Claude Hit 100%, Codex Kept Going: The Week My AI Workflow Became a System
Last week I wrote about usage curves and cost in Claude Max vs Codex Max. This week felt different.
I still shipped a lot of work, but the bigger shift was in how I worked. When Claude hit the cap, I did not just bounce between prompts and hope for the best. I started tightening the operating model so the work could survive context switches, model switches, and long sessions.
From Feb 17 through Feb 22, 2026, I had 70 commits in aiv-git and 27 commits in assets. Version moved from 1.1.80 to 1.1.124. There was a lot of motion, but the most important change was that the system got more deterministic.
The Real Shift
The first change was procedural. I stopped relying on memory and started codifying build behavior in repo-level rules: AGENTS.md and doc/BUILD_TEST_WORKFLOW.md. Once the loop became explicit (bump version, build, reserve, verify HTTP 200, report status), I got cleaner handoffs and fewer ambiguous “did that actually work?” moments.
The second change was architectural. Boss behavior kept moving toward contracts and data in doc/BOSS_RULES.md and doc/BOSS_TIMELINE_AUTHORING_RULES.md. That mattered because one-off patches are hard for both humans and models to reason about over time. Extending an authoring contract is slower up front, but it ages better.
The third change was tooling discipline. tools/ stopped being a pile of side scripts and started behaving like a stack with clear entrypoints and health checks.

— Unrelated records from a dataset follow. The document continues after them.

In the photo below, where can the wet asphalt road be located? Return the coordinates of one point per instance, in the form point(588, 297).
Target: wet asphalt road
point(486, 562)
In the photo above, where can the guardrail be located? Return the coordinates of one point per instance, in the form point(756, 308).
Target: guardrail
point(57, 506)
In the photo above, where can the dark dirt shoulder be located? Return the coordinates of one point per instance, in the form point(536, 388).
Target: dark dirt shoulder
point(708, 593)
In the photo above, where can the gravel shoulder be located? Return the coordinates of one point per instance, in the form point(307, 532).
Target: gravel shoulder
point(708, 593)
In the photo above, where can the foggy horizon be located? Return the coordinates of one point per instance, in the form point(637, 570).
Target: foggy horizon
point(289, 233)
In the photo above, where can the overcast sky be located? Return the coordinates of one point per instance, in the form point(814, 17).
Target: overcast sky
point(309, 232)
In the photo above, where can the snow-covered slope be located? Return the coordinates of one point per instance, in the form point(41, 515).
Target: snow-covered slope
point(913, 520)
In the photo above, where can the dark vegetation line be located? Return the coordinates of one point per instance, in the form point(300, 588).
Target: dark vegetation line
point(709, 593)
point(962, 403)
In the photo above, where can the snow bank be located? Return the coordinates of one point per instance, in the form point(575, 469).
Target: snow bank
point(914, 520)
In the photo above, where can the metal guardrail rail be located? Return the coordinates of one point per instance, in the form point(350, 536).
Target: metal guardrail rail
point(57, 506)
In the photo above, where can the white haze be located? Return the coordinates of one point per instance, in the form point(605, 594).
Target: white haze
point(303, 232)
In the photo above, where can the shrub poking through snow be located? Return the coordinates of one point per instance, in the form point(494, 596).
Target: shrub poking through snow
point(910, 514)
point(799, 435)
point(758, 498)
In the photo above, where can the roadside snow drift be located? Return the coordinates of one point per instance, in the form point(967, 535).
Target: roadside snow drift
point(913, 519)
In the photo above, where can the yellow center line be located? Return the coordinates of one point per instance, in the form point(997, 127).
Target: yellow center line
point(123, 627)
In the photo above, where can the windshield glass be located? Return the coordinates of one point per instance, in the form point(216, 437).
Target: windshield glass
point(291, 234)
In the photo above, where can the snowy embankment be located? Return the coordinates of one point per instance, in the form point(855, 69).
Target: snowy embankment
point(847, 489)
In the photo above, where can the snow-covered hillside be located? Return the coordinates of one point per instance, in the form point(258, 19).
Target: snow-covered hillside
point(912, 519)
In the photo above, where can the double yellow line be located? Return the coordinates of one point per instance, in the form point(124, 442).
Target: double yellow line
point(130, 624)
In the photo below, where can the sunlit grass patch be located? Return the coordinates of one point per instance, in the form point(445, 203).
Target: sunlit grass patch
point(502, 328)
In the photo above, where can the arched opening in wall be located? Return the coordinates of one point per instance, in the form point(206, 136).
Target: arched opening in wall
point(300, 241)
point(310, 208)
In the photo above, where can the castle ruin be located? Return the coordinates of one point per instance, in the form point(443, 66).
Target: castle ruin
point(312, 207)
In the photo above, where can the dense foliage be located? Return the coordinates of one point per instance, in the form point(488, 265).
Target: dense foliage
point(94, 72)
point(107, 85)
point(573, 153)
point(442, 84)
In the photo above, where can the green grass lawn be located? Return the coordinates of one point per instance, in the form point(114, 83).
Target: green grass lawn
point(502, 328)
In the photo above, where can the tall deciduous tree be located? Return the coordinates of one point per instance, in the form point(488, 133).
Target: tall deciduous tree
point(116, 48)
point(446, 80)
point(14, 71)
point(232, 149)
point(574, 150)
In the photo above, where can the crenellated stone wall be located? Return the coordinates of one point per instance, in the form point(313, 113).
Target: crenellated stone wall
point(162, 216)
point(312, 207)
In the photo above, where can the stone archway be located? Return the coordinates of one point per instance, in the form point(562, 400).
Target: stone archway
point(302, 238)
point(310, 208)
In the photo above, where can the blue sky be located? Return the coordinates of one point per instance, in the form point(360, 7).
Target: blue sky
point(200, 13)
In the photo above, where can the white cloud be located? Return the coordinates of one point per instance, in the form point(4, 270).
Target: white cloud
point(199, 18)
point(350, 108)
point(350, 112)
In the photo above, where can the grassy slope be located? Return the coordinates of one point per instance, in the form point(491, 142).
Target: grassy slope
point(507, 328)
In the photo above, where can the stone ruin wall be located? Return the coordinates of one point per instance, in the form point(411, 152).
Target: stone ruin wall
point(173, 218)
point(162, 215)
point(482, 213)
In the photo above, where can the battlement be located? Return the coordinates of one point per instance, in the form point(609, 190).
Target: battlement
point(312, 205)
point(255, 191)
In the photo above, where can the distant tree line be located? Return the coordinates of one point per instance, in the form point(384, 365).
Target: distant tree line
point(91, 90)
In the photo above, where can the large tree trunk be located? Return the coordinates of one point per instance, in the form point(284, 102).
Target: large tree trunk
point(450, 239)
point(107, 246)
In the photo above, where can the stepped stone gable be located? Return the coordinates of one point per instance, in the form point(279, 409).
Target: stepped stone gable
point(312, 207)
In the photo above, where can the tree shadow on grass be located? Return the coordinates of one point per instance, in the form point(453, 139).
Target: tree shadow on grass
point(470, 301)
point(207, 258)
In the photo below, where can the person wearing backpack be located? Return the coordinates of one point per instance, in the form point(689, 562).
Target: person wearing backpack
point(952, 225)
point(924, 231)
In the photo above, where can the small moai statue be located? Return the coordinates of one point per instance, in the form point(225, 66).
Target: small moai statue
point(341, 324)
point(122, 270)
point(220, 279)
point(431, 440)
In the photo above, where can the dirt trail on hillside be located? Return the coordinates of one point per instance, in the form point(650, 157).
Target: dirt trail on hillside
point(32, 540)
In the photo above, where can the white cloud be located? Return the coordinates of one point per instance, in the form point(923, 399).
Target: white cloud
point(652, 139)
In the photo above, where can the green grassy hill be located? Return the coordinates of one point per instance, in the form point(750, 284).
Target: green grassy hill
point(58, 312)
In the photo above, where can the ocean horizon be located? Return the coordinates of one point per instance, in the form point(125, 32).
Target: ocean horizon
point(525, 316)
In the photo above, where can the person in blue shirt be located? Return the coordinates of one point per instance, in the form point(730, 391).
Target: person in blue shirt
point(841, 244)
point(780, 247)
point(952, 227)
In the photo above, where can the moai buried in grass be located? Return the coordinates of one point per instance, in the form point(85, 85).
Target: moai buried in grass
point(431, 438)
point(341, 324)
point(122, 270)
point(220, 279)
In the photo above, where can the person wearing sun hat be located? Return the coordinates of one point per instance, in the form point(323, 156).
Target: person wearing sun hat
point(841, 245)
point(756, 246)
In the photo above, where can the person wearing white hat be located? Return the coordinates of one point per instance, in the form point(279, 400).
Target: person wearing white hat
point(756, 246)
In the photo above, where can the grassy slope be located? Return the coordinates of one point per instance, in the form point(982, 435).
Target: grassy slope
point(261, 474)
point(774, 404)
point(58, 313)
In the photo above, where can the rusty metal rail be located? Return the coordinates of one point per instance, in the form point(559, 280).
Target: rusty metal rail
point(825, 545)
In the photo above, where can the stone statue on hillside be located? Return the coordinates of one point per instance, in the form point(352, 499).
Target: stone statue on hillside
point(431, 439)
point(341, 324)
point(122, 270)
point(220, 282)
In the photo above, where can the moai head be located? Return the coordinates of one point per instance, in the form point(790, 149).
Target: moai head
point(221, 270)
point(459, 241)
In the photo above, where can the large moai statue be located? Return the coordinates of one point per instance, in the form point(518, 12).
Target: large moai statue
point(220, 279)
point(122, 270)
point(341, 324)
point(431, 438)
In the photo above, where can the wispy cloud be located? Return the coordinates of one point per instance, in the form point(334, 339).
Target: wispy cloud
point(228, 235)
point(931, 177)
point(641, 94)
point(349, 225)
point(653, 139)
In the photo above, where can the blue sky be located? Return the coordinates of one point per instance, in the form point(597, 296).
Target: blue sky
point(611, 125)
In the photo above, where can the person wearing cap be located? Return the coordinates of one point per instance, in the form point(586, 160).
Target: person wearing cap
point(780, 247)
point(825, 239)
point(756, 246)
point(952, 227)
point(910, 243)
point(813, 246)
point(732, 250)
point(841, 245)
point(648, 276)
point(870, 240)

I cover that in detail in From Side Scripts to Infrastructure, but the short version is this: one command startup and stable paths changed daily velocity more than any single prompt tweak.
The fourth change was treating content as first-class. The C:\devland\assets repo moved in lockstep with code and tools. Maps, scenes, particles, and UI assets were part of the same engineering loop, not a separate afterthought.
Trello, MCP, and Why Contracts Matter
I also spent time thinking through the Trello integration. The in-game reporter proved the loop works: file bug while testing, pull the card, fix it, close it. That was a good start, but it is still a direct API pattern.
The MCP version of the same idea is mostly about boundary quality. Instead of rebuilding request details every time, you expose stable operations (bug_create, bug_move, bug_comment, and so on) behind one tool surface with centralized auth and validation.
That is the same direction, just a cleaner level of maturity. I wrote the deeper take here: Should I Build My Own MCP for Trello?.
What Changed in My Prompting
My prompts are less open-ended now. I use smaller ownership boundaries, explicit acceptance criteria, and trigger phrases that map to deterministic loops. In plain terms, I am spending less energy trying to be clever in chat and more energy building reusable operating blocks.
That has been the biggest lesson this week. The model matters, but workflow design matters more. Once the rules and contracts are real, both Claude and Codex become much easier to direct.